De rechtbank acht verplichte zorg om die reden noodzakelijk. De in het verzoekschrift opgenomen vormen van verplichte zorg zijn gebaseerd op de medische verklaring, het zorgplan en de bevindingen van de geneesheer-directeur. Deze vormen van verplichte zorg zijn door de rechtbank tijdens de mondelinge behandeling besproken. Gelet op het voorgaande acht de rechtbank de volgende vormen van verplichte zorg noodzakelijk om het ernstig nadeel af te wenden:
  • het toedienen van medicatie, alsmede het verrichten van medische controles, ter behandeling van een psychische stoornis;
  • het beperken van de bewegingsvrijheid, gekoppeld aan opname;
  • het aanbrengen van beperkingen in de vrijheid het eigen leven in te richten, die tot gevolg hebben dat betrokkene iets moet doen of nalaten, waaronder het toelaten van huisbezoeken en het houden aan de controle-afspraken met het ambulante behandelteam;
  • het opnemen in een accommodatie, bij psychotische decompensatie.

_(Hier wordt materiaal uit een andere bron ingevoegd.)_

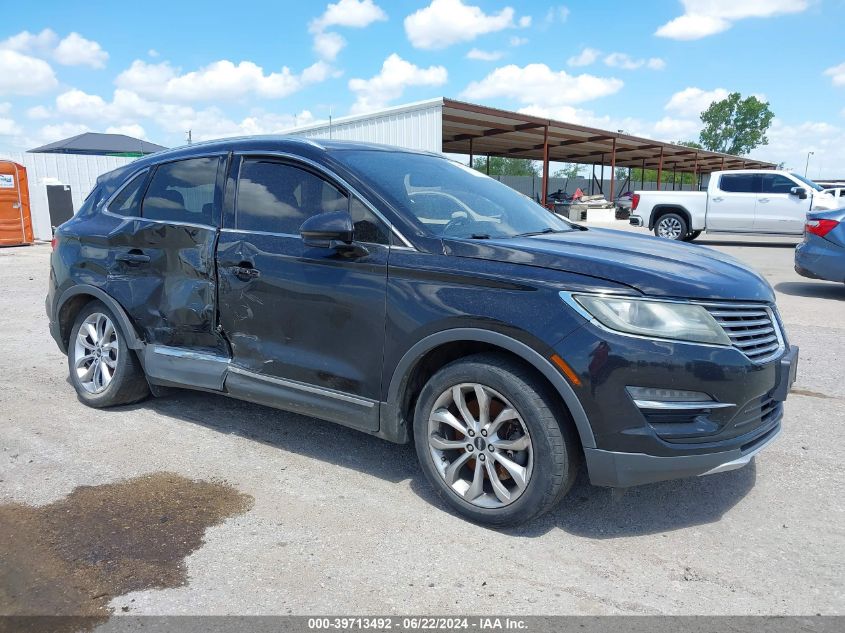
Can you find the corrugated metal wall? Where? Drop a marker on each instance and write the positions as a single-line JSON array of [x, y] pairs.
[[415, 127], [79, 172]]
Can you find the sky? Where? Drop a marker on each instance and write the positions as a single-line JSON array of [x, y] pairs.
[[158, 69]]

De overige door de officier verzochte vormen van verplichte zorg, te weten, het verrichten van andere medische handelingen of therapeutische maatregelen, het uitoefenen van toezicht en het onderzoek aan kleding of lichaam, worden door de rechtbank niet noodzakelijk geacht, omdat de noodzakelijkheid daarvan niet (afdoende) is gemotiveerd en de behandelaar tijdens de mondelinge behandeling ook heeft verklaard dat deze niet nodig zijn om het ernstig nadeel af te wenden.
2.5.
Er zijn geen minder bezwarende alternatieven die hetzelfde beoogde effect hebben. De voorgestelde verplichte zorg is evenredig en naar verwachting effectief. Uit de stukken blijkt dat bij het bepalen van de juiste zorg rekening is gehouden met de voorwaarden die noodzakelijk zijn om deelname van betrokkene aan het maatschappelijk leven te bevorderen, alsmede met de veiligheid van betrokkene.
2.6.
Gelet op het voorgaande is voldaan aan de criteria voor en doelen van verplichte zorg als bedoeld in de Wvggz. De zorgmachtiging zal worden verleend voor de verzochte duur van zes maanden met ingang van vandaag.

3..Beslissing

De rechtbank:
3.1.
verleent een zorgmachtiging ten aanzien van [naam betrokkene] voornoemd;
3.2.
bepaalt dat bij wijze van verplichte zorg de maatregelen zoals opgenomen in rechtsoverweging 2.4. kunnen worden getroffen;
3.3.
bepaalt dat deze machtiging geldt tot en met 27 juli 2021;
3.4.
wijst af het meer of anders verzochte.
Deze beschikking is op 27 januari 2021 mondeling gegeven door mr. W.J. van den Bergh, rechter, in tegenwoordigheid van H.J. de Wit, griffier, en op 1 februari 2021 schriftelijk uitgewerkt en getekend.
Tegen deze beschikking staat het rechtsmiddel van cassatie open.